Consistency, not content, is king
Cutting rollouts is vital, and live chat, drones and other tools help providers keep revenue up and customers happy. The best approach, of course, is consistent, reliable service that doesn't need calls, something unlikely to occur as residential customers buy more sophisticated bundles and services from providers and place them in sometimes network-unfriendly locations.
"The degree to which that service process can be made more efficient, streamlined and automated, is going to help. It would be hard to imagine that doesn't eventually show up in a little bump in terms of overall satisfaction," said David VanAmburg, managing director of the American Customer Satisfaction Index (ACSI), in an interview. "The question becomes how much, because the customer service aspect of any business, regardless of the industry, is important but it's intermittent. It's only used when somebody needs to use it."

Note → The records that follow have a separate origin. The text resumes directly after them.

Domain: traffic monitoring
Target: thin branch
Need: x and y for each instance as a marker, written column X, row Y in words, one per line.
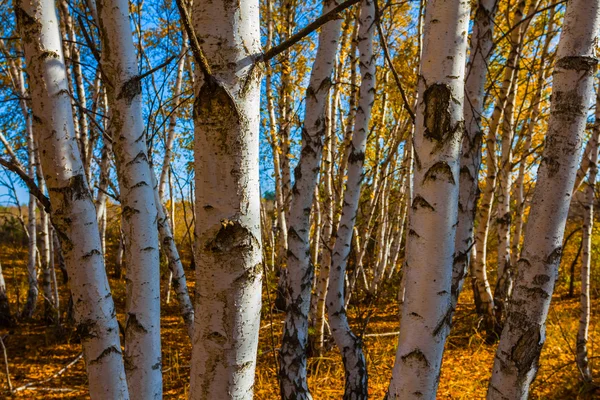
column 194, row 43
column 302, row 33
column 153, row 70
column 33, row 188
column 386, row 52
column 6, row 362
column 60, row 372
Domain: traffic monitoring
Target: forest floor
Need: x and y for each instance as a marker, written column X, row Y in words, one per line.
column 36, row 352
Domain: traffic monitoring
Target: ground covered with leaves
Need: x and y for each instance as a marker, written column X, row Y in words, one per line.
column 37, row 353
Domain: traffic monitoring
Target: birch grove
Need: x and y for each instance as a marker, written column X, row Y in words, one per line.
column 280, row 199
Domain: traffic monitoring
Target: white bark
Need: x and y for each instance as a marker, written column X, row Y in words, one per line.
column 168, row 151
column 5, row 317
column 504, row 281
column 300, row 270
column 32, row 290
column 439, row 126
column 138, row 207
column 470, row 161
column 523, row 335
column 73, row 212
column 350, row 346
column 228, row 236
column 586, row 260
column 177, row 273
column 534, row 114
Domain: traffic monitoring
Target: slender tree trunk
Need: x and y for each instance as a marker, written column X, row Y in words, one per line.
column 588, row 227
column 162, row 182
column 138, row 204
column 328, row 212
column 228, row 236
column 32, row 290
column 178, row 280
column 523, row 336
column 479, row 269
column 470, row 161
column 73, row 211
column 292, row 373
column 504, row 281
column 434, row 210
column 5, row 316
column 355, row 365
column 534, row 115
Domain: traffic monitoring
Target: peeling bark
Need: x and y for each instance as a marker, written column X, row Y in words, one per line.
column 523, row 336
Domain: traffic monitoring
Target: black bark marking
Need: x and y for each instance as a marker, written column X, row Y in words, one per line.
column 527, row 351
column 554, row 257
column 578, row 63
column 419, row 201
column 133, row 324
column 445, row 321
column 140, row 157
column 130, row 89
column 86, row 330
column 415, row 356
column 231, row 235
column 93, row 252
column 438, row 170
column 105, row 353
column 437, row 117
column 541, row 279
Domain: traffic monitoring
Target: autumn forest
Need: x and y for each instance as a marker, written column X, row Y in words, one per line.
column 277, row 199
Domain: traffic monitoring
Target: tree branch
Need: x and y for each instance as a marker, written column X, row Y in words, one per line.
column 302, row 33
column 194, row 44
column 386, row 52
column 33, row 188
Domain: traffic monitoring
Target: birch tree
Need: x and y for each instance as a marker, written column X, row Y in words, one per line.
column 523, row 336
column 73, row 212
column 138, row 207
column 292, row 372
column 588, row 227
column 350, row 346
column 470, row 161
column 227, row 204
column 439, row 127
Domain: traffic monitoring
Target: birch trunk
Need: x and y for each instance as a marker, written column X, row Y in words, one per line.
column 328, row 212
column 479, row 269
column 228, row 235
column 292, row 372
column 32, row 290
column 536, row 105
column 162, row 182
column 73, row 211
column 355, row 365
column 439, row 126
column 470, row 161
column 5, row 317
column 586, row 260
column 504, row 281
column 138, row 206
column 523, row 336
column 178, row 280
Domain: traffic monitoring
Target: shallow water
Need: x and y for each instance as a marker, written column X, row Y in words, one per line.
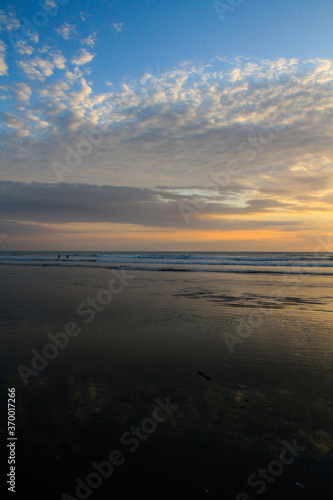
column 273, row 385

"The vast majority of what you experience to evaluate how happy you are with a Comcast or a Spectrum isn't their online chat or even their call center," VanAmburg continued. "It's the Internet service, and it's the television service that you're experiencing day in and day out. So those are they types of things that have to get better in order to really boost long-term and meaningful improvement, because that's what impacts the vast majority of experience."
Behind the curtain
Equally critical are operators' investments in internal solutions that drive improved support at lower cost and ongoing reliability, steps that address consumers' price sensitivity and relationships with providers -- and may curtail providers' need to increase rates to maintain profitability in the long-term. That's crucial if operators want rankings to improve, cautioned VanAmburg.
"Now, how are they going to pay for it? Probably by raising our prices. Again. You may get better quality service from these providers, but it's going be blunted -- and the question then becomes how much is it going to be blunted -- by the fact they're going to charge us even more for it," he said. "We may see, five years from now or even less, they spent billions of dollars to do all these wonderful things; why did customer satisfaction only move up by only a point or two over the last five years, if that ends up happening?"
"We're seeing the value element of our model decline, even as the quality improves, because the only way companies can pay for all these investments is to make the customers pay," he added. "So they're essentially saying, 'You gave me more, but you charged me for it so we're pretty much back where we started.' "
Technology costs tend to be on providers' side, especially long-term, said Accenture's Nazi. Storage and computing prices have dropped, operators' ongoing adoption of standards-based applications and access technologies eliminate some interoperability overhead, software-defined networks and virtualization use grow, and many operators' big data silo integration and data cleanup projects are underway.
"It's technology not just to enhance the customer experience but also to impact the cost of operations and the time to resolve an issue because all of that links together in terms of financial impact to the service provider as well as perception impact as it relates to the client's view of and working with somebody who's got leading edge technology and cares about delivering the best service experience," Nazi said.